Another serious complication is the development of an abscess (a localized pocket of pus) or a fistula (an abnormal tunnel). Warning signs include a localized, tender mass or swelling in the abdomen or near the anus, persistent drainage, and a localized fever. If inflammation spreads rapidly, it can lead to toxic megacolon, a rare condition where the colon dilates extensively. This complication is characterized by rapidly worsening abdominal distention, severe pain, and signs of systemic toxicity, including a rapid heart rate.

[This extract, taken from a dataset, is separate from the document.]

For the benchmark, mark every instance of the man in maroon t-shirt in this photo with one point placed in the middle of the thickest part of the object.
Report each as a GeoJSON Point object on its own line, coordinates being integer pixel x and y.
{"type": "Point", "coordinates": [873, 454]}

Preparing for Emergency Care

Once the decision is made to seek emergency care, a few immediate actions can streamline your hospital arrival and treatment process. Assemble a folder containing a complete, up-to-date list of all your current medications, including dosages, frequency, Crohn’s treatments, and any other prescriptions or supplements.

Ensure you have your health insurance card and contact information for your gastroenterology specialist available. This allows the emergency department staff to consult with the physician most familiar with your disease history. Finally, be prepared to provide a summary of your symptoms, focusing on the last 24 to 48 hours, noting the onset, severity, and any actions you took that did not provide relief.